I’ve been in the television news business since dinosaurs (aka, film cameras, paper-based teleprompters and typewriters) roamed newsrooms. 

The buzz for the past couple of years in the television news industry has been all about change.  Television news is losing advertisers and so, news organizations look for ways to increase revenue.  A few years ago, web sites were an afterthought.  Today, web sites and their spawn are challenging traditional methods of newsgathering.

While the change has been gradual, this week the newsroom in which I happen to work, WPLG – Local 10 in South Florida, took a long leap into the future.

It came in the way of Twitter.  If you don’t know about Twitter, you will.  It’s Facebook on acid.  And for some reason, this week, it set the news on fire.
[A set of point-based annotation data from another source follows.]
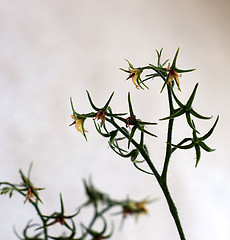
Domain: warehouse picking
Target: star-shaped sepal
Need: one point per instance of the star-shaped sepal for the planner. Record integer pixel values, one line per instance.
(197, 142)
(186, 109)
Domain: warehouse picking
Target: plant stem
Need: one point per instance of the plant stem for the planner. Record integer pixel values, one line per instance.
(173, 210)
(163, 180)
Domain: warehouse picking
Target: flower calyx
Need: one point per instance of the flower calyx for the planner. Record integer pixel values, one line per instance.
(186, 109)
(197, 142)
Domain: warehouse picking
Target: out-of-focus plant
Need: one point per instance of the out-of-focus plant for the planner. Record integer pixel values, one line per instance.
(73, 229)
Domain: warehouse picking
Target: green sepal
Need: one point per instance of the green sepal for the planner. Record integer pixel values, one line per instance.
(197, 115)
(175, 59)
(145, 131)
(174, 115)
(140, 169)
(191, 98)
(198, 154)
(134, 128)
(130, 106)
(190, 122)
(107, 103)
(205, 147)
(134, 154)
(127, 71)
(208, 134)
(130, 65)
(184, 71)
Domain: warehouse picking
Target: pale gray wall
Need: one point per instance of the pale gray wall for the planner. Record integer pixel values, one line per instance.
(51, 50)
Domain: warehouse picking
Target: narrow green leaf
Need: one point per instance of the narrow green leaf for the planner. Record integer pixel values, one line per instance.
(195, 114)
(190, 100)
(175, 59)
(174, 115)
(91, 102)
(197, 148)
(211, 130)
(205, 147)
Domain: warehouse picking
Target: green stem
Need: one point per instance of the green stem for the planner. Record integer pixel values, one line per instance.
(173, 210)
(169, 136)
(35, 205)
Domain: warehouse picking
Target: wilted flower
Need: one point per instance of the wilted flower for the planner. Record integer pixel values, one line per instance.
(134, 74)
(79, 124)
(173, 74)
(100, 115)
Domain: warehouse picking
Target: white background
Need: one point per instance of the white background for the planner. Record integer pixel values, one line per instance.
(51, 50)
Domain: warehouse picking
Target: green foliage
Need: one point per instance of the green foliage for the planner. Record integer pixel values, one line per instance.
(126, 137)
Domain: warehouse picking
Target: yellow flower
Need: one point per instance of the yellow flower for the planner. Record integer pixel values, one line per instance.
(78, 122)
(134, 74)
(100, 115)
(173, 74)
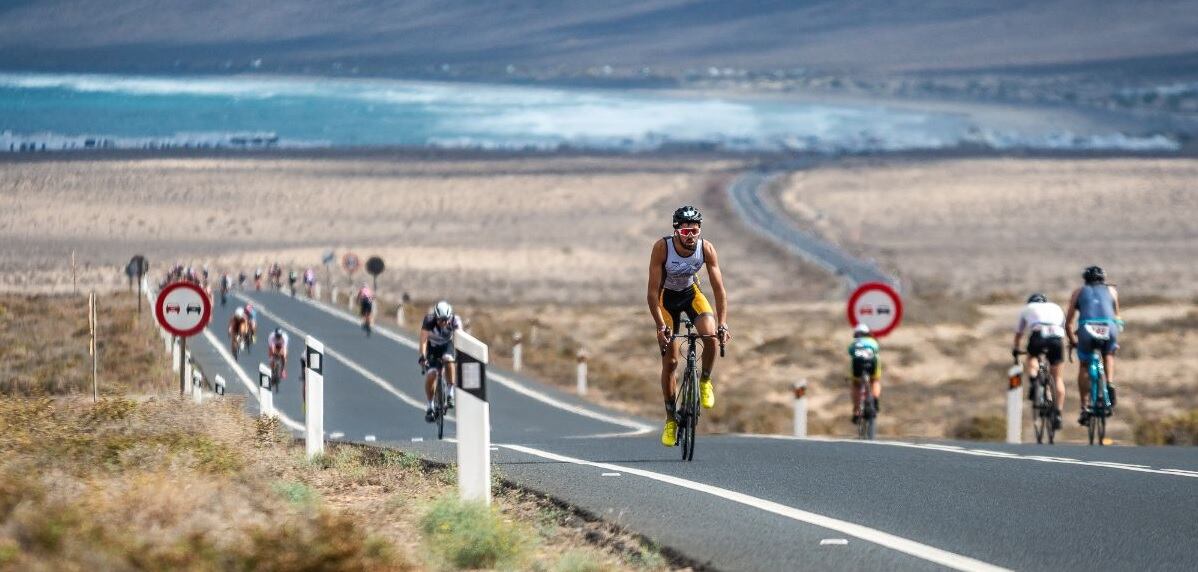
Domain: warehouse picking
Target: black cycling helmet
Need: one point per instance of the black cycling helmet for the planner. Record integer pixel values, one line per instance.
(687, 214)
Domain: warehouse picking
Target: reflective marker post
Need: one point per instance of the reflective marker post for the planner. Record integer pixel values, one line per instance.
(1015, 404)
(314, 397)
(800, 408)
(265, 398)
(473, 420)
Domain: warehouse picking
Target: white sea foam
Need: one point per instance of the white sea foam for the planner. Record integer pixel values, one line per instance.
(495, 116)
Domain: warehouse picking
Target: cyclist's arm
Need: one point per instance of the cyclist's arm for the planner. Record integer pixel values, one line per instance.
(657, 263)
(1070, 315)
(717, 276)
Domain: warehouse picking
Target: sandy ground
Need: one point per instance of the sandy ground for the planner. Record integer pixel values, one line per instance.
(507, 230)
(561, 244)
(1011, 226)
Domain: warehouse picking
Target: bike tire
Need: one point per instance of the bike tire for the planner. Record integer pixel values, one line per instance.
(690, 420)
(442, 399)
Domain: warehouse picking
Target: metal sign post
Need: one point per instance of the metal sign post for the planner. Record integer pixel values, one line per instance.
(473, 420)
(314, 397)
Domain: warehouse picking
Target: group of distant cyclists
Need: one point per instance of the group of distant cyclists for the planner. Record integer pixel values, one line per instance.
(673, 293)
(1090, 325)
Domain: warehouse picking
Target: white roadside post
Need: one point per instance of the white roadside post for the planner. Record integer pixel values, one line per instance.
(187, 373)
(473, 420)
(800, 408)
(1015, 404)
(581, 375)
(516, 351)
(265, 398)
(314, 397)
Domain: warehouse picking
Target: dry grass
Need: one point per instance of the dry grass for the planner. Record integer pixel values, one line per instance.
(43, 347)
(1011, 226)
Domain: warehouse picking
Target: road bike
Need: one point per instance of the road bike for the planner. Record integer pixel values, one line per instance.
(1044, 405)
(864, 365)
(1101, 403)
(440, 398)
(276, 372)
(687, 407)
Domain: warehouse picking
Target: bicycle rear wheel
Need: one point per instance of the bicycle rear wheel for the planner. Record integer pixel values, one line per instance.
(441, 401)
(689, 415)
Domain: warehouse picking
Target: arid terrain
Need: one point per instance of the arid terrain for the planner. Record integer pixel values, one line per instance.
(561, 242)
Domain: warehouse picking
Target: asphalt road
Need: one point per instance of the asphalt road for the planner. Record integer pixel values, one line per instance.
(755, 501)
(748, 196)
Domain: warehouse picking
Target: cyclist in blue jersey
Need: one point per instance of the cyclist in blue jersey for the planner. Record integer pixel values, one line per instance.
(1096, 307)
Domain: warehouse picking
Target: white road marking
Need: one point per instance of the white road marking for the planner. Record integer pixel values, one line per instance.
(637, 427)
(244, 379)
(985, 452)
(887, 540)
(340, 357)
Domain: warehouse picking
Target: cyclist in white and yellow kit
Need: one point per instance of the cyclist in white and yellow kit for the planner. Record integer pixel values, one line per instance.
(673, 290)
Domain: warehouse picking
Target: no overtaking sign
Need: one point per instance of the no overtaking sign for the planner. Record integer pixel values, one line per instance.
(876, 305)
(182, 308)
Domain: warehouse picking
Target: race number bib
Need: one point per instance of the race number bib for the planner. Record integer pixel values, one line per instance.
(1099, 331)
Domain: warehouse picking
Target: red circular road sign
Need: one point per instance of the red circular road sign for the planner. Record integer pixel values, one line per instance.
(876, 305)
(350, 263)
(182, 308)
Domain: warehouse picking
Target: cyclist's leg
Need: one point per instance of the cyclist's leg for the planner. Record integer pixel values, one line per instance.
(449, 359)
(701, 313)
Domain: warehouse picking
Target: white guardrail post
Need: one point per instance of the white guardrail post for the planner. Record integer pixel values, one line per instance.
(580, 383)
(314, 397)
(1015, 404)
(265, 398)
(473, 420)
(800, 408)
(516, 351)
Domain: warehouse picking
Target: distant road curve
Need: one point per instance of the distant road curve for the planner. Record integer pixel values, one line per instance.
(746, 193)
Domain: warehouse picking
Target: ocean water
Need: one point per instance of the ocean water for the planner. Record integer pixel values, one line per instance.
(83, 110)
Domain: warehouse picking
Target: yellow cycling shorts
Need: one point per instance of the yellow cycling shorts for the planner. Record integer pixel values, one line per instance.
(676, 302)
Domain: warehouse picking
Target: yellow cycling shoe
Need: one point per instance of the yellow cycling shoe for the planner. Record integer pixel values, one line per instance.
(707, 393)
(670, 434)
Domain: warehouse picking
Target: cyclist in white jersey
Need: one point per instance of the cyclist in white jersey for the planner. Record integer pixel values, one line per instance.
(436, 350)
(1045, 324)
(672, 291)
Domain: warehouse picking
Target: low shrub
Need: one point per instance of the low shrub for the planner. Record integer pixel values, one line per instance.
(471, 535)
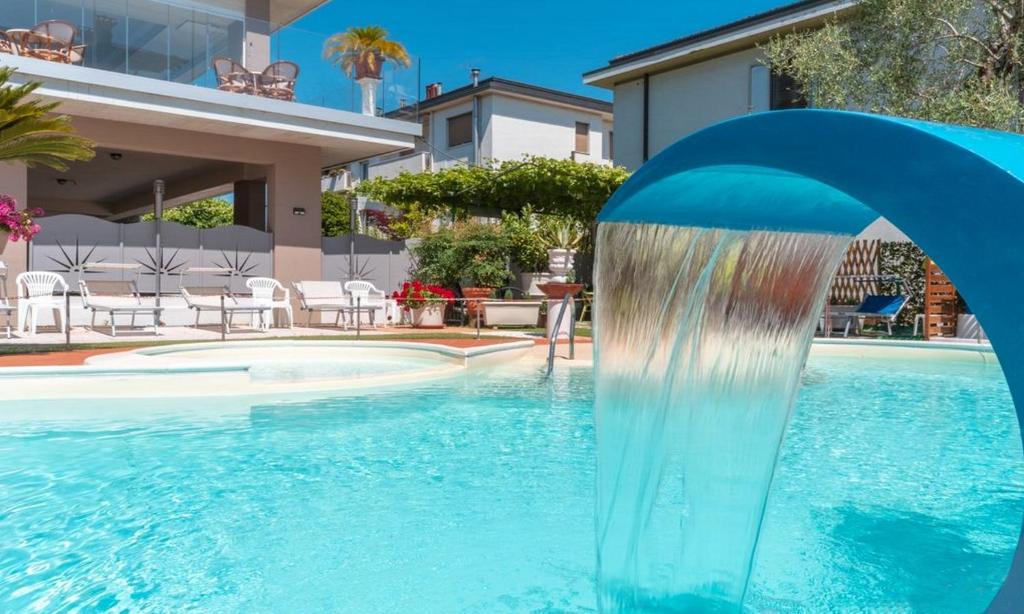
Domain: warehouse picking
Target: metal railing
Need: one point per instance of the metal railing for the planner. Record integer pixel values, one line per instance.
(553, 342)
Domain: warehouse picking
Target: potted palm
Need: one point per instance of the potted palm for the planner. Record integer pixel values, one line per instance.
(425, 303)
(361, 52)
(562, 238)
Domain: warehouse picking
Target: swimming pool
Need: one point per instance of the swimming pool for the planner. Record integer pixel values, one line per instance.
(901, 487)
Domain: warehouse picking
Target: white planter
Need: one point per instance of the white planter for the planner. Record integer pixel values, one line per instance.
(528, 282)
(429, 316)
(560, 263)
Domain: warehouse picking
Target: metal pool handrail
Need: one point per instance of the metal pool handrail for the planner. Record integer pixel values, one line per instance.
(554, 337)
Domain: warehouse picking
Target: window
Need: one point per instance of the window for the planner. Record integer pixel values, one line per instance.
(583, 138)
(461, 129)
(785, 92)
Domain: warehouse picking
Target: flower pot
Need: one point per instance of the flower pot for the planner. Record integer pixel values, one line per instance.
(369, 66)
(429, 316)
(560, 263)
(473, 307)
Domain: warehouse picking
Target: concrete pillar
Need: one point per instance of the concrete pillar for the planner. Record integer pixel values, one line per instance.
(250, 204)
(293, 189)
(257, 44)
(14, 182)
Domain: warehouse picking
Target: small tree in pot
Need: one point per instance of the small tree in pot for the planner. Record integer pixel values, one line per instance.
(361, 52)
(562, 238)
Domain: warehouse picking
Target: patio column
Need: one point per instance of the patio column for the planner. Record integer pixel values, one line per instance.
(250, 204)
(257, 43)
(14, 182)
(293, 189)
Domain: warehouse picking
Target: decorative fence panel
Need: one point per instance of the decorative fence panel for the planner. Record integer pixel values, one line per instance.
(384, 263)
(68, 243)
(861, 260)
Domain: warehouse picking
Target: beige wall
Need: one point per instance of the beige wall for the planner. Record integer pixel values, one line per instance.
(14, 182)
(682, 101)
(293, 174)
(295, 182)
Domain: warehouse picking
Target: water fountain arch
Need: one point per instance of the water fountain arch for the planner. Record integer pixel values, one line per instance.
(681, 233)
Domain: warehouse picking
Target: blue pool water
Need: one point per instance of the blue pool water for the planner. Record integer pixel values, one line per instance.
(901, 488)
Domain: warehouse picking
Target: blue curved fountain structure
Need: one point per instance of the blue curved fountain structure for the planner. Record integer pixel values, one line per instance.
(718, 254)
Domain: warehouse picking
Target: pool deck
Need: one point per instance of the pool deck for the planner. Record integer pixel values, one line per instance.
(75, 357)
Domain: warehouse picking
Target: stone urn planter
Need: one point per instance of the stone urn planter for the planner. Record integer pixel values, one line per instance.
(560, 262)
(473, 307)
(428, 316)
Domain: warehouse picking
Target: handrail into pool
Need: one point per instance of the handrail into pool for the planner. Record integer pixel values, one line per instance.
(554, 337)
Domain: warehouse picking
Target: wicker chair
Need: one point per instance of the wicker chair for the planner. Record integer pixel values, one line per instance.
(232, 77)
(51, 41)
(278, 81)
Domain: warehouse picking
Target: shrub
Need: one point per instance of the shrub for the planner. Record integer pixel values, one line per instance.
(469, 254)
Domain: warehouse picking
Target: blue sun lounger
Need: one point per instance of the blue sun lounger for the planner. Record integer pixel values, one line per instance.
(880, 306)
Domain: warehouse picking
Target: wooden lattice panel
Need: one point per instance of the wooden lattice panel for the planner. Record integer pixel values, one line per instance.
(861, 260)
(940, 303)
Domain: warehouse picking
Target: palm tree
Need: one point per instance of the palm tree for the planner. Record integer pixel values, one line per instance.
(361, 52)
(31, 135)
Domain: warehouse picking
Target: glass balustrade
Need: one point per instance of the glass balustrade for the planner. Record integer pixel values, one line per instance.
(178, 41)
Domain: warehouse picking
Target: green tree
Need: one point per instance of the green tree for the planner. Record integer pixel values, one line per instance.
(335, 214)
(31, 134)
(560, 187)
(947, 60)
(208, 213)
(361, 51)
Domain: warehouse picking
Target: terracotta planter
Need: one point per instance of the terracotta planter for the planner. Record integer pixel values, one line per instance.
(429, 316)
(367, 70)
(473, 307)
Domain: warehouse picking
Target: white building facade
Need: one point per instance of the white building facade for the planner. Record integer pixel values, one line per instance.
(499, 120)
(669, 91)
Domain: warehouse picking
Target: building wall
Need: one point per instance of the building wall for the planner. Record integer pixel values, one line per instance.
(684, 100)
(443, 156)
(523, 127)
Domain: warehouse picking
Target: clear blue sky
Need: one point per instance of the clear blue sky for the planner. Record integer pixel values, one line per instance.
(549, 43)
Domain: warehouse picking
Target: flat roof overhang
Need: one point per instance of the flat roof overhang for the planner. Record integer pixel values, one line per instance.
(342, 136)
(701, 46)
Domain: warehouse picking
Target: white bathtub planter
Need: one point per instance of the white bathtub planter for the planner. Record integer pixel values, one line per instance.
(428, 316)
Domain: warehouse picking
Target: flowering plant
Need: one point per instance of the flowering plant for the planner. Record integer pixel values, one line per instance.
(17, 222)
(415, 295)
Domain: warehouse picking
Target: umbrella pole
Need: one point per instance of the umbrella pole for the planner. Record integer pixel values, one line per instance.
(158, 193)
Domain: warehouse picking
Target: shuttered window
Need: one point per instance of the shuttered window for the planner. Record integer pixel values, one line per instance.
(583, 138)
(461, 129)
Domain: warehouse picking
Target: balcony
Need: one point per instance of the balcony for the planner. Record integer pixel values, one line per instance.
(174, 41)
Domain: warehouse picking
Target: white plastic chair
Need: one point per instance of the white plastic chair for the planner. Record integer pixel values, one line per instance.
(368, 296)
(36, 293)
(263, 290)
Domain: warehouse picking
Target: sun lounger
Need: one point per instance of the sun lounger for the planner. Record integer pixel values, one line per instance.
(883, 307)
(117, 298)
(221, 301)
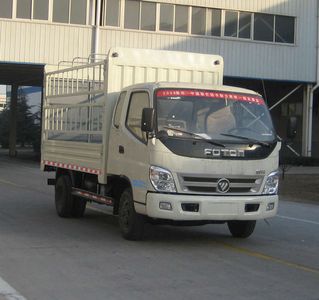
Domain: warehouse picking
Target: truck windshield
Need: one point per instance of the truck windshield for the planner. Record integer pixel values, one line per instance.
(215, 115)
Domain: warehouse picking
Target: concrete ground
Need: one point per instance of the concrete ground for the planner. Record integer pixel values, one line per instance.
(46, 257)
(300, 184)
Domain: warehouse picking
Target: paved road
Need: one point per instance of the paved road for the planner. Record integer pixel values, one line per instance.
(46, 257)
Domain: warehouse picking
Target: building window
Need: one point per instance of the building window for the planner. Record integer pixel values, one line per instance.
(61, 11)
(132, 14)
(6, 9)
(231, 23)
(166, 17)
(112, 13)
(244, 25)
(40, 9)
(70, 11)
(181, 18)
(78, 11)
(237, 24)
(216, 17)
(284, 29)
(24, 9)
(199, 20)
(148, 16)
(264, 27)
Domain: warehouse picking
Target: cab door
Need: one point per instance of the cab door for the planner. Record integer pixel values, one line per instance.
(132, 157)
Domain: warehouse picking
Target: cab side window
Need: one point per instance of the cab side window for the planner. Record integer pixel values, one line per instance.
(118, 110)
(139, 100)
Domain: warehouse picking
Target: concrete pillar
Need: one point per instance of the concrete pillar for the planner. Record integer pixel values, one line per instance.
(307, 121)
(13, 121)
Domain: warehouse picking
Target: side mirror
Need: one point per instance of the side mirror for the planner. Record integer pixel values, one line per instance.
(147, 124)
(292, 127)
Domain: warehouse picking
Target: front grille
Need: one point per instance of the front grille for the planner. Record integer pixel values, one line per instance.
(207, 184)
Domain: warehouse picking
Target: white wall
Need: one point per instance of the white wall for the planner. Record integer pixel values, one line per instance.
(26, 41)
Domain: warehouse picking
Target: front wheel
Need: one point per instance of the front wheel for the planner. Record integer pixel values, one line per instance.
(131, 223)
(241, 229)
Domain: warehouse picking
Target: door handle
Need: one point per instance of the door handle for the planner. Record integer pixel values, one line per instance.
(121, 149)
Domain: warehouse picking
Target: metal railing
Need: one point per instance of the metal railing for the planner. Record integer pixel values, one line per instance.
(79, 80)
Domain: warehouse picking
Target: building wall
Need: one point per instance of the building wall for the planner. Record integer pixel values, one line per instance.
(48, 43)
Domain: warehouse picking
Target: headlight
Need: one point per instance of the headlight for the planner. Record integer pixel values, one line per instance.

“What’s up with this Twitter all of a sudden?” my friend Bonnie from a Los Angeles news organization asked me?

While most producers and traditional journalists have fought web technology tooth and nail, they are embracing Twitter like flies to a flame.  The newsroom at WPLG this week was all a-twitter with tweets.  And even those who said they would never do it, jumped on the bandwagon and stayed there.

I am the Managing Editor of  http://www.justnews.com, Local 10’s web site.  I love my job.  My friends kid me that I get paid to play on the internet all day.  This week, I came even closer to that job description than ever before.

Attention journalism students and jobseekers … this is the new journalism.

It’s not perfect.  It does tend to dumb down your work and your audience when you have less than 150 words to tell a story.  But think of the possibilities.

During the next few weeks I’ll add to the lessons we’ve learned using Twitter. 

And who knows what’s just around the corner.